Towards Efficient IMC Accelerator Design Through Joint Hardware-Workload Co-optimization

TL;DR

This paper introduces a joint hardware-workload optimization framework for in-memory computing accelerators, significantly improving efficiency and flexibility across diverse workloads by optimizing architecture parameters collectively.

Contribution

It presents a novel joint optimization approach that outperforms separate workload-specific designs, enabling more efficient generalized IMC hardware.

Findings

Achieves up to 69% better energy-latency-area scores for various CNNs.

Quantifies performance trade-offs of generalized versus workload-specific IMC hardware.

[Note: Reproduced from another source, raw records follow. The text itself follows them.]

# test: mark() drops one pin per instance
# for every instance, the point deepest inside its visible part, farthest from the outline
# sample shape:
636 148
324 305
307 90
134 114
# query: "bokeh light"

Demonstrates the effectiveness of joint optimization in designing flexible IMC accelerators.

Abstract

Designing generalized in-memory computing (IMC) hardware that efficiently supports a variety of workloads requires extensive design space exploration, which is infeasible to perform manually. Optimizing hardware individually for each workload or solely for the largest workload often fails to yield the most efficient generalized solutions. To address this, we propose a joint hardware-workload optimization framework that identifies optimised IMC chip architecture parameters, enabling more efficient, workload-flexible hardware. We show that joint optimization achieves 36%, 36%, 20%, and 69% better energy-latency-area scores for VGG16, ResNet18, AlexNet, and MobileNetV3, respectively, compared to the separate architecture parameters search optimizing for a single largest workload. Additionally, we quantify the performance trade-offs and losses of the resulting generalized IMC hardware compared to workload-specific IMC designs.